Rodrigo Hübner Mendes

14/05/2021 13h23

"A gente precisa valorizar a identidade dos povos indígenas, a língua materna de cada etnia", respondeu Elisângela Surui, quando perguntei como garantir o direito à educação à população indígena. Elisângela, antes professora, atua atualmente como coordenadora pedagógica das escolas suruí em Cacoal (RO). Garantir espaço na escola para a língua materna de uma etnia pode parecer algo óbvio e inevitável, mas não é o que se observa na prática. Segundo ela, os livros didáticos são escritos em língua portuguesa e a língua dos alunos fica restrita a raros momentos.

Conheci Elisângela em 2017, quando ganhou o Prêmio Educador Nota 10, da Fundação Victor Civita, do qual fui jurado. Como resultado do seu projeto, intitulado "Mamug Koe Ixo Tig", os estudantes da aldeia NabekodAbadakiba criaram seu próprio material de estudo, para ler e escrever em paiter-suruí, a língua deles.

O quebra-cabeça da educação indígena é cheio de contradições pela própria natureza da diversidade dos povos indígenas. Só em Rondônia, 114 escolas indígenas acolhem e formam 3.782 alunos de 43 terras indígenas, espalhadas por mais de dez municípios. Difícil pensar como produzir livros em tantas línguas e como cuidar da formação continuada, que tira os professores de sala de aula por um tempo, deixando os estudantes sem aulas. Outro desafio é planejar o ano letivo indígena, respeitando a cultura de cada etnia e, ao mesmo tempo, o período de férias de professores não indígenas, que segue o calendário tradicional. Mais complicado ainda é equacionar o ensino para alunos surdos (em boa parte das etnias, o casamento consanguíneo acontece com o intuito de fortalecer a família e, provavelmente por isso, algumas crianças nascem surdas). Imagine você que, para conversar com os indígenas surdos, amigos e familiares criam alguns sinais.
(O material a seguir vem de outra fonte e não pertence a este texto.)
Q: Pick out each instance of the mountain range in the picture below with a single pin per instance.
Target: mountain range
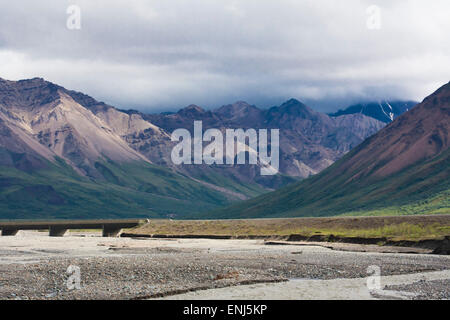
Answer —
(65, 154)
(402, 169)
(385, 111)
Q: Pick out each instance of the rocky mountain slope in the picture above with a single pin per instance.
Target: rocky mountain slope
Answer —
(48, 132)
(403, 169)
(385, 111)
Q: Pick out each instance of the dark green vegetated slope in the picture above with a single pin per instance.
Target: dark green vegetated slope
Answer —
(127, 190)
(403, 169)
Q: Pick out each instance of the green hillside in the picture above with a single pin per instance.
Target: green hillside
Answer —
(125, 190)
(420, 189)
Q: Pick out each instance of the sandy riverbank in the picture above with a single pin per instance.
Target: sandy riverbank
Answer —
(34, 266)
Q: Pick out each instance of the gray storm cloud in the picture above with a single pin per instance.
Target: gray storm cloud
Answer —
(169, 53)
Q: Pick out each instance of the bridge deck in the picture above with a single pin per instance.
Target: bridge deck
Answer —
(59, 227)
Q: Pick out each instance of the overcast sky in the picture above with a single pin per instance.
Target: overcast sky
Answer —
(159, 55)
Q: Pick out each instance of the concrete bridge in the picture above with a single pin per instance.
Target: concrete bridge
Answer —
(111, 228)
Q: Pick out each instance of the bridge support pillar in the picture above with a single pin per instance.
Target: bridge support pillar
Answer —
(56, 232)
(9, 232)
(111, 231)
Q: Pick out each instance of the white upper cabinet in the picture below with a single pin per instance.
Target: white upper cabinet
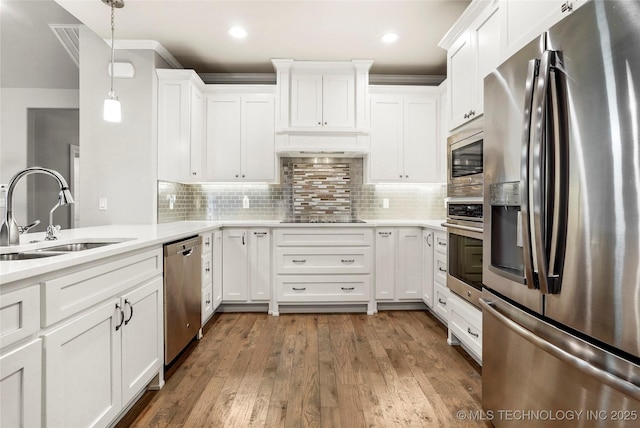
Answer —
(315, 96)
(240, 137)
(180, 125)
(404, 135)
(473, 53)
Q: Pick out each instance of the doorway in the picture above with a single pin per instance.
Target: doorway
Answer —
(53, 141)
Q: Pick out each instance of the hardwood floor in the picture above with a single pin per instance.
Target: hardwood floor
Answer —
(393, 369)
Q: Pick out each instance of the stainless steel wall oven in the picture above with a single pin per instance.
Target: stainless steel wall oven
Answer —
(464, 264)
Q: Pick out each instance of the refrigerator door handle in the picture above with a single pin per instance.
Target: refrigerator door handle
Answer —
(538, 171)
(565, 356)
(527, 243)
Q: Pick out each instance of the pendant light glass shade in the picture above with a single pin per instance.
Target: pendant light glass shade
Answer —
(112, 112)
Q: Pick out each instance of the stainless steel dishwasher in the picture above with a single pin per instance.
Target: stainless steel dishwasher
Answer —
(182, 294)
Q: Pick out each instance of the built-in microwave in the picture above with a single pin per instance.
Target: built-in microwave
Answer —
(465, 162)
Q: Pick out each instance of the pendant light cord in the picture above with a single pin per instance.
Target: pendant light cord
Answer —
(111, 93)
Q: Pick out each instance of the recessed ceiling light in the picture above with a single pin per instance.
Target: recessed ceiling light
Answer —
(389, 37)
(237, 32)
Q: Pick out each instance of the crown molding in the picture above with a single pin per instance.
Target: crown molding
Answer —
(131, 44)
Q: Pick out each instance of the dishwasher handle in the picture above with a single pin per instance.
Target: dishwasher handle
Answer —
(183, 247)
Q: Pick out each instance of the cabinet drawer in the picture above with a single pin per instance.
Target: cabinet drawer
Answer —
(75, 292)
(207, 269)
(207, 242)
(465, 322)
(319, 288)
(19, 314)
(291, 260)
(441, 243)
(441, 301)
(323, 236)
(440, 269)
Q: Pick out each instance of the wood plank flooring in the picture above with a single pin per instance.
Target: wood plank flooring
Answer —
(392, 369)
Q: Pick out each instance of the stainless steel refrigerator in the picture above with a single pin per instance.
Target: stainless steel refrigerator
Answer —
(561, 243)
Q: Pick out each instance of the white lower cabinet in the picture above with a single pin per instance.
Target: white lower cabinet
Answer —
(465, 326)
(427, 267)
(21, 386)
(323, 266)
(96, 363)
(399, 264)
(246, 265)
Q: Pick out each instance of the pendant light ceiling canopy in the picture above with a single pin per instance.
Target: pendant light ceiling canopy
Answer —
(112, 111)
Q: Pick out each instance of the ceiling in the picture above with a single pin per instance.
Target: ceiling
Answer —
(195, 32)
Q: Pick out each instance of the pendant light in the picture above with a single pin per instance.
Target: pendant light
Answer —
(112, 111)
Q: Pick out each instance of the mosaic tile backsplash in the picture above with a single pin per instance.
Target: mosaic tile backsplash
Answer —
(305, 186)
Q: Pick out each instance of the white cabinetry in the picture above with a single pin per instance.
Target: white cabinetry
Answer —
(465, 326)
(97, 360)
(21, 385)
(323, 266)
(323, 100)
(240, 137)
(180, 125)
(441, 292)
(399, 264)
(246, 265)
(472, 54)
(207, 277)
(217, 269)
(427, 267)
(404, 135)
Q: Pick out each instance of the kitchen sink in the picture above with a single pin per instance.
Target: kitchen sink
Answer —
(26, 256)
(76, 246)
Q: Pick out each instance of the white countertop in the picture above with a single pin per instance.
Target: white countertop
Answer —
(135, 237)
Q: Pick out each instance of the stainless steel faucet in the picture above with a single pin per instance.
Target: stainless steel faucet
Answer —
(9, 230)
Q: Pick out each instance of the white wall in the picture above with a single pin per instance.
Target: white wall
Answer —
(118, 161)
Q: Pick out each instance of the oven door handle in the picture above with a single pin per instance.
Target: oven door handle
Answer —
(458, 226)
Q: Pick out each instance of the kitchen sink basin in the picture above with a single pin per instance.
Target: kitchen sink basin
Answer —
(26, 256)
(76, 246)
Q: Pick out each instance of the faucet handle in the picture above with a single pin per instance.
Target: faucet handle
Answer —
(25, 229)
(52, 232)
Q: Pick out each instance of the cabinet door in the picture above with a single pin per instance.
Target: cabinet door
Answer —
(196, 134)
(486, 39)
(409, 273)
(462, 80)
(427, 268)
(258, 138)
(260, 264)
(83, 369)
(174, 128)
(142, 337)
(386, 136)
(306, 100)
(385, 263)
(421, 163)
(235, 285)
(21, 386)
(338, 101)
(223, 138)
(217, 269)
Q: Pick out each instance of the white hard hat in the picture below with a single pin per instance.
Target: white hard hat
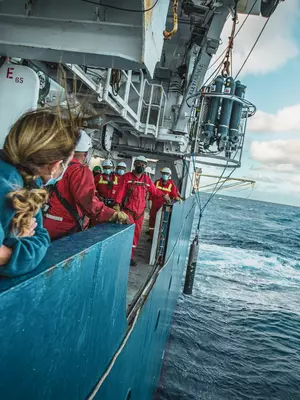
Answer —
(107, 163)
(166, 170)
(84, 143)
(142, 159)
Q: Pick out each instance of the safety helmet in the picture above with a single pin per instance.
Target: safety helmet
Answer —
(166, 170)
(122, 164)
(142, 159)
(107, 163)
(84, 143)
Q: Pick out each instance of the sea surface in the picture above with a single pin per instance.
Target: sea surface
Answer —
(238, 335)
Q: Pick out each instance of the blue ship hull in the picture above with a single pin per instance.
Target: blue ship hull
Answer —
(63, 325)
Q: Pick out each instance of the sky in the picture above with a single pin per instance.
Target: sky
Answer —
(272, 74)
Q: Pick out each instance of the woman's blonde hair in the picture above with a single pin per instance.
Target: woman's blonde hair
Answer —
(38, 138)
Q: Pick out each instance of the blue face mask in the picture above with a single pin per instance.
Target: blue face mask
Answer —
(53, 181)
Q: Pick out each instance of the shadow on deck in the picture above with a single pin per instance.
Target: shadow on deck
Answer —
(139, 274)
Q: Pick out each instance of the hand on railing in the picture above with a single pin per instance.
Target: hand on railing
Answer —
(29, 231)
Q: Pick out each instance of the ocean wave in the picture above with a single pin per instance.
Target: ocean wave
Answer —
(238, 336)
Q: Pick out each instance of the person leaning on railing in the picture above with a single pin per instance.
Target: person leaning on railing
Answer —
(36, 152)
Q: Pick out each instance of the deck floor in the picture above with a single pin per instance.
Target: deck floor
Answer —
(138, 275)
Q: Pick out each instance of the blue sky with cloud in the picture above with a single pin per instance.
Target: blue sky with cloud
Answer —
(272, 75)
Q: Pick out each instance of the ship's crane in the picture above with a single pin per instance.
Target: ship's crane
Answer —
(142, 65)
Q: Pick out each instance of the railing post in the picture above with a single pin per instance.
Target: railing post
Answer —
(149, 109)
(127, 90)
(107, 84)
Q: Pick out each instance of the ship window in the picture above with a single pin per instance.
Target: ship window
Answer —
(157, 320)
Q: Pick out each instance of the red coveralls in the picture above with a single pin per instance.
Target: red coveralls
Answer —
(107, 187)
(135, 204)
(78, 188)
(165, 187)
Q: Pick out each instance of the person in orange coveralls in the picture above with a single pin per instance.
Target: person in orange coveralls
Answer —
(166, 186)
(73, 199)
(107, 183)
(132, 196)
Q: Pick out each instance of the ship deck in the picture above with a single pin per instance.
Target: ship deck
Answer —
(139, 274)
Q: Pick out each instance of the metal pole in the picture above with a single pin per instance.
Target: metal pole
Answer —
(191, 267)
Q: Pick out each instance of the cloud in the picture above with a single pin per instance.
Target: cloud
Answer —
(277, 152)
(285, 120)
(275, 47)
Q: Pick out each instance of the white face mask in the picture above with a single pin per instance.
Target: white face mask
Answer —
(53, 181)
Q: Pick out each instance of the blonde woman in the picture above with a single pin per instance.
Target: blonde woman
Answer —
(36, 152)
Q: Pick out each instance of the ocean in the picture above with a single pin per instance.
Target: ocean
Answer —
(238, 336)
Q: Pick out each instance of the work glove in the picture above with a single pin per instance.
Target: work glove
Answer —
(117, 207)
(120, 217)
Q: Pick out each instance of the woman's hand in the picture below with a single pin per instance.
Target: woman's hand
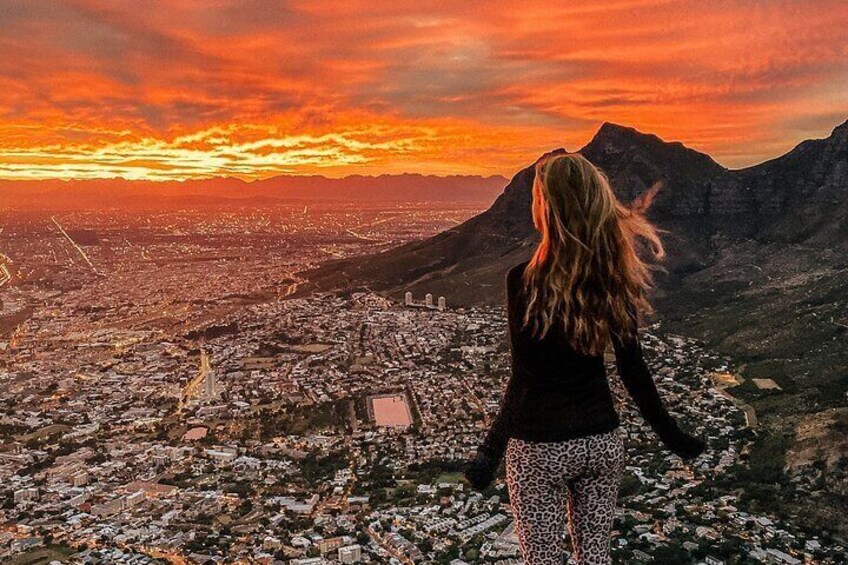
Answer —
(686, 446)
(480, 471)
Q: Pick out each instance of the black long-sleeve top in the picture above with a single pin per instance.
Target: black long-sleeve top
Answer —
(555, 393)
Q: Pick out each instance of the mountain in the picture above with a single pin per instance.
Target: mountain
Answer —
(119, 193)
(702, 204)
(757, 269)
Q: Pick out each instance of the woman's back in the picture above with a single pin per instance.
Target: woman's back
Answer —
(561, 393)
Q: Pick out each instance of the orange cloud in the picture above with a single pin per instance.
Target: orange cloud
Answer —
(184, 89)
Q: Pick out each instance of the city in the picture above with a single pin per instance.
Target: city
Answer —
(165, 400)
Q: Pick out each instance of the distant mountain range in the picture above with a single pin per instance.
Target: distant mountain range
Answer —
(798, 198)
(757, 268)
(120, 193)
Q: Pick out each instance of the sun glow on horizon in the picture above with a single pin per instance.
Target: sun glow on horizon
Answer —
(185, 89)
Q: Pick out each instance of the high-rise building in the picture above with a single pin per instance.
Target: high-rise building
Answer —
(350, 553)
(209, 385)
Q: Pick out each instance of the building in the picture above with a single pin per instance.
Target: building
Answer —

Quando o professor de Libras da secretaria estadual chega à aldeia na companhia de um intérprete, se depara com essa novidade e tem de incorporá-la ao que vai ensinar.

Ainda assim, Elisângela não desiste. Aliás, ela não desiste há tempos. Desde 2001, quando começou como assistente voluntária na escola Sertanista Francisco Meireles e onde fez sua carreira como professora. Ela defende que a especificidade da educação indígena não pode ser vista como um agravante, um dificultador para a educação dos povos indígenas. Fala com entusiasmo e preocupação sobre o desafio de respeitar o dialeto de cada etnia e suas as tradições, ao mesmo tempo que ensina o português. "Quem leciona em escola indígena, tem de fazer mais. Tem de construir o próprio suporte de ensino, entender a língua, escrevê-la. Tem de se aproximar da comunidade, conhecer a cultura. Tem de ser pesquisador e produtor do conhecimento. Existe o horário previsto para o planejamento, mas nosso trabalho vai além de planejar as aulas. Nós fazemos mais do que isso", explica.

Com entusiasmo, ela também fala sobre a habilidade dos estudantes de conviver com o mundo indígena e o não-indígena, intercalando-os a todo o momento e fazendo dessa mistura um ganho para a vida. "Há anos, esses mundos não são mais realidades paralelas: um interfere no outro a todo momento e lidar com isso não é trivial. Incrível pensarmos que os primeiros contatos dos indígenas em Rondônia com outras pessoas aconteceram somente há 50 anos", diz Elisângela. Oikoealap Sulivan surui é um desses alunos. Hoje, ele faz faculdade de enfermagem numa instituição particular em Porto Velho, graças a uma bolsa de estudos. "Sulivan é a prova viva da qualidade que a educação indígena pode ter", diz ela, que foi sua professora desde o primeiro ano do Ensino Fundamental.

A pandemia trouxe efeitos devastadores para a educação dos estudantes indígenas. Desde seu início, a maioria está sem aulas, materiais, equipamentos e acesso à internet. Ainda assim, Elisângela não esmorece. Ressalta que a equipe não parou de trabalhar na secretaria de educação. "Até agora, muito já foi feito, mas existem muitas barreiras, muitas questões. Ainda falta um tanto para ser uma educação verdadeiramente indígena, para fazer com que os estudantes se sintam quem são e saibam o direito que têm de aprender", finaliza.

Elisângela é mais um exemplo do traço resiliente de que tanto precisamos em nossas redes de ensino. Sinto-me feliz por ter tido a chance de participar da comissão que a premiou em 2017.